Third, the district courtroom awarded the quantity of placement charges that the recruiter obtained as damages for breach of contract. The one purpose the district courtroom might accomplish that is as a result of this settlement included a liquidated damages provision. Usually, disgorgement-type damages should not out there for a breach of contract. As a substitute, the basic contractual treatment for such a breach is expectation damages—the misplaced revenue that the employer would have obtained had the breach not occurred. This employer requested and obtained extra as a result of this settlement included a liquidated damages provision. That provision reads as follows:

9.1 The precise damages ensuing from violation of Sections 7 and/or 8 of this Settlement by the Worker will probably be troublesome or unimaginable to determine. Within the occasion of such a violation, the Worker shall pay the Firm, upon demand, as liquidated damages, and never as a penalty, the next:

9.1.1 Any payment paid for companies rendered in violation of Sections 7 and/or 8, whether or not paid to the Worker or to another particular person, agency or entity; plus

9.1.2 All prices and bills, together with affordable lawyer’s charges, incurred by the Firm within the enforcement of its rights referring to such violation.

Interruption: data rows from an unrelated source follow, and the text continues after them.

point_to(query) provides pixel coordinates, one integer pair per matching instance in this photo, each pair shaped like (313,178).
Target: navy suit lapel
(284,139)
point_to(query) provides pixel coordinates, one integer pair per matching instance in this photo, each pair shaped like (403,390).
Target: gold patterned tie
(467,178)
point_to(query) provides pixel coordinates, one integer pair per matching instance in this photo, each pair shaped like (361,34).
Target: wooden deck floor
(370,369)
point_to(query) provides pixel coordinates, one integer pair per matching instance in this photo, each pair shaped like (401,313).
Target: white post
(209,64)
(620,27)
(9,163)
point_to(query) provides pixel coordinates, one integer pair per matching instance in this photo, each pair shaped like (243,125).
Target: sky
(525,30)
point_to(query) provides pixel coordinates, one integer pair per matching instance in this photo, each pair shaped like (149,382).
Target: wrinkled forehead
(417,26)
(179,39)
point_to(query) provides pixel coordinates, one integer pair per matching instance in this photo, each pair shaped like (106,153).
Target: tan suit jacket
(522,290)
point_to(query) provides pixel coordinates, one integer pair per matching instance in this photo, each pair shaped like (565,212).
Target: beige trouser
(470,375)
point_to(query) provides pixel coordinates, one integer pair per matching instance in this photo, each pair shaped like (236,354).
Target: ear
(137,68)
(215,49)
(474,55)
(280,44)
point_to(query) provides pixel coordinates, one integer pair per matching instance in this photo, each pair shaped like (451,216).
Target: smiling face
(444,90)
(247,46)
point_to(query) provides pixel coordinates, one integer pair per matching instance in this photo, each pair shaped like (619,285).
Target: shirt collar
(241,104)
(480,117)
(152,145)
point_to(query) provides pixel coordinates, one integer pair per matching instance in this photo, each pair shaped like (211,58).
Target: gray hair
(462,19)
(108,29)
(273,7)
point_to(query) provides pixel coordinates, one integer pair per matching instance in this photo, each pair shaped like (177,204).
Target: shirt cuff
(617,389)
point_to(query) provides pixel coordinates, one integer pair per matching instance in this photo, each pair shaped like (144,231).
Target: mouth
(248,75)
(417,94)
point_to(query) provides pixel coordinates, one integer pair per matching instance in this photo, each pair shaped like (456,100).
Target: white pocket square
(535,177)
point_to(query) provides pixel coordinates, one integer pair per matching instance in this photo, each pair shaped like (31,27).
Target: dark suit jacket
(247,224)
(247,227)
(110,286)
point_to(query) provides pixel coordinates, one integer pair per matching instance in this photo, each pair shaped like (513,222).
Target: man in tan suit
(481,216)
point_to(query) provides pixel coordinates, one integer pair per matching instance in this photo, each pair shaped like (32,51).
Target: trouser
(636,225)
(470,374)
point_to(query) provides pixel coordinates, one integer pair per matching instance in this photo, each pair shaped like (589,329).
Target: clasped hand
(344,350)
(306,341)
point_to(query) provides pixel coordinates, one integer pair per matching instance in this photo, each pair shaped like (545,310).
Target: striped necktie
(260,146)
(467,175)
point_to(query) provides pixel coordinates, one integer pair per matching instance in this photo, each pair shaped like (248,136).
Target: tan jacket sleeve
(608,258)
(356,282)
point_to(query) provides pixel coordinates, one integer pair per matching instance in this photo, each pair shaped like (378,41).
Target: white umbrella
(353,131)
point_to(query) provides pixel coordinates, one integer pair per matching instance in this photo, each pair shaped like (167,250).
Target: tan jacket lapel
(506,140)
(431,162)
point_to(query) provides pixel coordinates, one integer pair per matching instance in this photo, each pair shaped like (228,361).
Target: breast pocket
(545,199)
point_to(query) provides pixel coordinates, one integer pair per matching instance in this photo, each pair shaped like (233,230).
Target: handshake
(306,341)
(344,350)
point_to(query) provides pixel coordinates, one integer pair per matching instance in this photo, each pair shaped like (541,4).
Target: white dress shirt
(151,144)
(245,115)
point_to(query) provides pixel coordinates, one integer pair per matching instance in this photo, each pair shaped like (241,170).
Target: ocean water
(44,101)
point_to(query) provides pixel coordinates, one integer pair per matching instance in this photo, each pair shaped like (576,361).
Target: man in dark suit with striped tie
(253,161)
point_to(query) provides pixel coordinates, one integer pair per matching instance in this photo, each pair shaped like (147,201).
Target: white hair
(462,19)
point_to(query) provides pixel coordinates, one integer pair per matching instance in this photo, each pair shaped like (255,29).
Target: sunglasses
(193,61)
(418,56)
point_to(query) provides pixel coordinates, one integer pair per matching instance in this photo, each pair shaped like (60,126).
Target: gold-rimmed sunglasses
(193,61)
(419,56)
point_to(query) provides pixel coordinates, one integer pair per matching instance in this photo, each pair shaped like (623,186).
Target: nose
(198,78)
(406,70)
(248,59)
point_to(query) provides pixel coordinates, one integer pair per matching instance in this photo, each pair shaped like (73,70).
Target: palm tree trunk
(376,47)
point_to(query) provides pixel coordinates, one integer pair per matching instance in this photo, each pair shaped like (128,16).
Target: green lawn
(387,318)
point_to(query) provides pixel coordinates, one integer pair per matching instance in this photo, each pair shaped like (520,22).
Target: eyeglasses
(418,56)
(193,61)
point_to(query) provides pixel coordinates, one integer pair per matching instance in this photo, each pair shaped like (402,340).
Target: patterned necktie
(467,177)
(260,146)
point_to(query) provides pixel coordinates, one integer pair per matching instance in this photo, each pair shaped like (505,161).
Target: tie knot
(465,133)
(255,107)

In my opinion, this liquidated damages provision functionally creates a disgorgement treatment for a breach of contract declare. The profit to doing so is that, in contrast to a traditional misplaced revenue damages exhibiting, the previous employer didn’t want to point out that the previous employer would have made the identical placement. As a substitute, the previous employer met its damages exhibiting by establishing (1) a violation of a covenant and (2) receipt of charges by the recruiter in reference to that breach. Consequently, the previous employer might make a simple exhibiting primarily based solely off exercise by the recruiter without having to show up its skill to seal the position.

If this strategy sounds too good to be true, it is perhaps. Usually, a liquidated damages provision could be challenged on the premise that it was an unenforceable penalty clause fairly than a liquidated damages provision. Whereas the precise necessities range from state to state, most states will implement liquidated damages in a contract provided that precise damages are troublesome to calculate or not simply ascertainable and when the quantity is an inexpensive estimate of the damages that may outcome. However right here, the recruiter waived his skill to problem the enforceability of the liquidated damages provision.

Implementing a liquidated damages provision would possibly make a injury exhibiting simpler, however it will very doubtless draw an objection as a penalty clause in ensuing litigation. So any employer contemplating whether or not so as to add a liquidated damages provision to a restrictive covenant settlement ought to critically study the legislation within the related jurisdictions earlier than revising its type of a restrictive covenant settlement.

General, the choice and judgment supplies a powerful reminder that pre-employment dangerous acts decided by a trial of truth can generate materials legal responsibility and that candidate info could also be considered not solely as confidential info, but additionally even attain the extent of a commerce secret if a ample exhibiting is made. And the choice supplies an intriguing take a look at the advantages of a liquidated damages provision—though any reader must also pay attention to the related dangers.